Two Suffolk farmers have won prestigious Operation Pollinator Green Headland Awards, for their environmental work to promote farm biodiversity and protect soil and water resources – with new habitats found to be supporting rare species of important conservation status.
Both farms have been part of a new initiative by Syngenta and ASDA, in association with Kings Crops, to plant field headlands around potato and vegetable crops with a flower-rich green manure mix. These provide much need pollen and nectar sources for insects, and give fertility-building soil protection.
Insect monitoring last summer, by independent entomologist, Paul Lee, won Richard Mann of Iken Hall Farms, near Woodbridge, the Award for the Rarest Species found – the Ashy Furrow Bee (Lasioglossom sexnotatum).
The bee was declared extinct in Suffolk in 1987, having not been seen since before 1900, however, it was sighted throughout the monitoring on Mr Mann’s margins alongside commercial root crops. It was one of 110 different species of insect found on his farms’ Green Headland mixes.
Also in Suffolk, Andrew Francis of Elveden Estate near Thetford received the Award for the highest number of species caught in new pitfall trap monitoring of Green Headlands, alongside potato, parsnip and carrot fields. The huge range of biodiversity found reflected the importance of the Breckland heaths for beetles and ground dwelling insects, along with the Estate’s conservation efforts to provide a broad range of habitats.
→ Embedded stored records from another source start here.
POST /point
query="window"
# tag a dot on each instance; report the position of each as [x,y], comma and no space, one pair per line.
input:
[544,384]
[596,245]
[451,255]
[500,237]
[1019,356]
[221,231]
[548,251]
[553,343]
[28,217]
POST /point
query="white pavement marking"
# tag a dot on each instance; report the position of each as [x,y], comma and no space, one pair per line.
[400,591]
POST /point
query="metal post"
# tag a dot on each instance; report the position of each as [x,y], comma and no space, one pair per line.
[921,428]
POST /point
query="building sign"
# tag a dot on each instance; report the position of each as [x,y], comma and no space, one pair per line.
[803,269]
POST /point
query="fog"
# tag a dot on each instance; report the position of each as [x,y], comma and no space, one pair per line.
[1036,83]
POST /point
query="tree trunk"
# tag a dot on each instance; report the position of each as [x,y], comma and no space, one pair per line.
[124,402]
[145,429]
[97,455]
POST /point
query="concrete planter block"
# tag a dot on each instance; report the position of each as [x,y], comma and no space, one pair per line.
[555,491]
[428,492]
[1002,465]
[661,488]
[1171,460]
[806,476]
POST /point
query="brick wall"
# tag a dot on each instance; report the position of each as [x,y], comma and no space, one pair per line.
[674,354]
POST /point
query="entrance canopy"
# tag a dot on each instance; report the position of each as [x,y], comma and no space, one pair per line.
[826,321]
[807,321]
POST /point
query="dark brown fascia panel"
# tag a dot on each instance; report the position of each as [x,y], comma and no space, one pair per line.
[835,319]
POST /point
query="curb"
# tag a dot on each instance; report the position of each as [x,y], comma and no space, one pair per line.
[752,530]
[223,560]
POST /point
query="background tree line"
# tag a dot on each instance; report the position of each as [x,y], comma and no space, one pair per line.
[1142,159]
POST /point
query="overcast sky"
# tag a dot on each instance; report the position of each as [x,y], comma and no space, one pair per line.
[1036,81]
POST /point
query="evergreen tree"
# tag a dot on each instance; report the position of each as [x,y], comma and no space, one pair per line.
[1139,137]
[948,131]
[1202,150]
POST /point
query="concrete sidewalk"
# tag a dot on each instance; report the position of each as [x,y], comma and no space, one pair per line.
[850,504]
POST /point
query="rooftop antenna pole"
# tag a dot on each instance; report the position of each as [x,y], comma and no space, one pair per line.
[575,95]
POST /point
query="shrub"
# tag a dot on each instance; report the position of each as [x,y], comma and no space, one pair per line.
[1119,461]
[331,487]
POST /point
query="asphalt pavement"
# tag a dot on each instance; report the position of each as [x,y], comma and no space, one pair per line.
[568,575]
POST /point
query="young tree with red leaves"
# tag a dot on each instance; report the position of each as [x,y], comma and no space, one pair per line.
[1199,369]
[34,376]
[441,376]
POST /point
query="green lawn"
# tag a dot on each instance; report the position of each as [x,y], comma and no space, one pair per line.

Speaking at a presentation of the initiative results last week (9th March 2018), Mr Lee reported that, among the number of scarce beetles of interest found at Elveden, were Beet Carrion Beetles Aclypea opaca – a species of Conservation Importance for the area. “From two years of monitoring we can see that key species will make use of the Green Headland mix and that it has benefitted farm biodiversity.
“Although it is typically only in the ground for a relatively short period, key species will make use of the resource for parts of their life-cycle,” he enthused. “It’s an important additional habitat resource, alongside surrounding permanent features.” Mr Lee pointed out the vibrant insect life would also provide a valuable food resource for farmland birds.
Richard Mann highlighted that the Green Headland had been easy to establish and quickly created a soil-stabilizing cover, which had also crucially proven effective in protecting soils from erosion around potato and carrot fields. Mann Potatoes extends to some 2000 hectares of cropping on the Sandlings Peninsula, as part of the ASDA suppliers’, Suffolk Produce Ltd.
Chris Brown, ASDA Senior Director of Sustainable Sourcing, highlighted the project demonstrated the good stewardship of farmland by growers supplying the company’s stores and customers. “We invest a lot of time and effort in assuring the sustainability of food production; this initiative highlights the efforts of UK growers to work towards increasing biodiversity and protecting resources.
“It is incredibly exciting and positive to see the results of independent monitoring that validates the benefits of good practice and enhancing the farmland environment.
“It’s a genuinely sustainable initiative that can offer a simple cost effective and time efficient solution to make better use of a hitherto unused area of land, to improve the environment and to protect soil and water.”
The independent ecological assessment of invertebrate biodiversity on the trial Green Headland areas in 2017 collected over 41,000 invertebrates including 312 different species.
Bedfordshire growers, F B Parrish & Son, at Lodge Farm, Chicksands, had the greatest diversity of insects recorded, with over 160 species identified on its eight Green Headland margin areas. That included the Bee wolf wasp (Philanthus Triangulum), which was deemed to be near to extinction 30 years ago, but has been supported on the farm, along with the national Biodiversity Action Plan species, Cinnabar Moth (Tyria jacobaeae), found on the margins.
Belinda Bailey, Syngenta Environmental Initiatives Manager, highlighted that potato and root vegetable headlands are typically left uncropped, to aid management and harvesting of the field area. However, these bare soil areas are potentially exposed to soil erosion or damage by headland-turning of heavy machinery and have little or no ecological value.
“The partnership with ASDA and Kings has demonstrated a practical and viable technique to both protect the soil structure and provide a valuable feeding and habitat resource for invertebrates and other farmland biodiversity,” she reported.
“We are now really keen for more growers to get involved, and to see how it can be integrated more extensively throughout farm rotations and situations, as well as to explore new agronomic aspects of the Green Headland potential.”